At the 91st Academy Awards ceremony in Los Angeles on Feb. 24, a curious thing happened. As dozens and dozens of actors and directors climbed the stairs to receive an Oscar, one of the people on stage accepting an award that night was not an actor or a director or anyone involved in filmmaking at all.

He was a rock climber.

Alex Honnold, a lanky and athletic 33-year-old California native, appeared on the Academy Award stage with the creators of the film “Free Solo,” which won the Academy Award that night for Best Documentary.

Why was Honnold on the stage?

“Free Solo” is a film about Honnold’s June 3, 2017, ascent of El Capitan at Yosemite National Park. El Capitan is a near-vertical 3,000 granite monolith in Yosemite’s sweeping valley. The various routes up the rock formation are some of the most prized achievements in climbing. And El Capitan and Yosemite in general are one of the most popular rock-climbing places in the world.

Honnold’s climb in June 2017 was done in “free solo” style. That is, Honnold climbed the entire 2,900-foot Freerider route on El Capitan’s vertical face without any ropes or protection. Honnold wore climbing shoes, a T-shirt and a pair of pants.

Other than a bag of chalk for sweaty hands, Honnold carried nothing else with him. He completed the climb in three hours and 56 minutes, and it quickly was called one of the greatest athletic feats of any kind, including a contributor to the New York Times.

Honnold appears neither crazy nor super human. A native of Sacramento, Calif., Honnold began climbing in a local gym at age 5. A competitive climber in his teens, Honnold did not consider himself especially gifted or strong.

He spent one year at the University of California, Berkeley, before dropping out to climb full time. Living out of his car, he climbed up and down the California mountains.

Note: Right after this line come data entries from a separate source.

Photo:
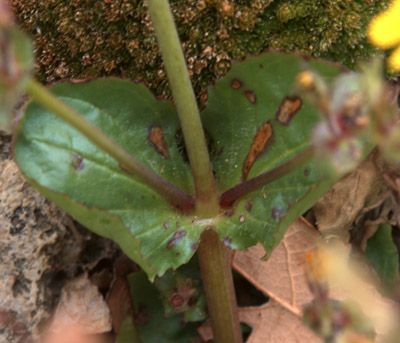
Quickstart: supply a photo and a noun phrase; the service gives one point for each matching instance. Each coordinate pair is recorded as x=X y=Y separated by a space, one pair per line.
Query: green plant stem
x=244 y=188
x=182 y=91
x=127 y=162
x=215 y=266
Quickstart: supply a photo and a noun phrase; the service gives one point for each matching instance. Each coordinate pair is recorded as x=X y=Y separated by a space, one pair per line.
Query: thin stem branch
x=182 y=91
x=216 y=272
x=244 y=188
x=129 y=163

Free solo climbing is a style of rock climbing in which the climber does not use any harnesses, ropes or other gear to protect against falling.

Essentially, the climber will walk up to the rock face and just begin climbing, with only rock-climbing shoes and a bag of chalk. The climber will rely only on skill and experience to complete the climb. Above 50 feet is generally considered the “death zone,” meaning that any fall above that height likely would be fatal.

A free solo climb of El Capitan had been a possible target for many years by prominent climbers. The two climbers who acknowledged that they were actually planning to do the climb already died, however, in separate accidents. Michael Reardon drowned in 2007 off a sea cliff in Ireland, and Dean Potter died in a base-jumping wingsuit accident in Yosemite in 2015.

Why would a climber risk life to do free solo climbing?

Free solo climbers cite the simplicity and focus required of climbing without protection. It is just them and the rock and nature. Climbers also cite the speed that they can climb. Honnold’s climb of El Capitan took three hours and 56 minutes. Most climbers take a few days to climb El Capitan.

Honnold’s presence at the Academy Awards is one byproduct of the increasing popularity and attention being given to rock climbing.

Some people have considered free soloing too risky and are moving away from it. Clif Bar, the energy bar company, dropped its sponsorship of Honnold, as well as a few other free solo climbers, because it viewed the free solo style too risky and dangerous and was uncomfortable with it.

Climbing of all kinds has grown in popularity in the United States.

Outdoor climbing’s increased in popularity has forced the National Park Service to continually revise its rules and regulations to protect not only the climbers but the environment as well. Yosemite National Park, like other places, have seen such an increase in climber traffic that rules needed to be established for even basic things.

Working with climbers and outdoor enthusiasts, the National Park Service develops rules and regulations to protect the natural landscape and climbers and revises existing rules to improve them. Camping, litter, human waste, car parking and abandoned ropes and climbing gear all have been addressed by the National Park Service.

The goal is to minimize the impact on the natural landscape, which is to remain pristine in national parks. An individual climber may not make that much of an impact, but the volume of climbers seen in recent years has required stricter rules.

Climbing’s increase in popularity also will be reflected at the 2020 Summer Olympics in Tokyo. For the first time, sport climbing events will be held at those Summer Olympics.

Competitive sport climbing is different than normal outdoor rock climbing. Competitive climbing is done on an artificial climbing structure, such as a climbing wall. The sport has three disciplines: speed climbing, bouldering and lead climbing. In Tokyo, the Olympics will have two events, one each for men and women.

Sport climbing was identified in 2015 by the International Olympic Committee as a possible new sport for the 2020 Summer Olympic Games and was approved for the Games in 2016. In 2018, sport climbing was included in the 2018 Summer Youth Olympics.

The sport of climbing has grown widely in the last 20 years. While climbers such as Honnold continue to push the edge of what is possible, the rest of the world will be introduced in 2020 to the sport of climbing in Tokyo.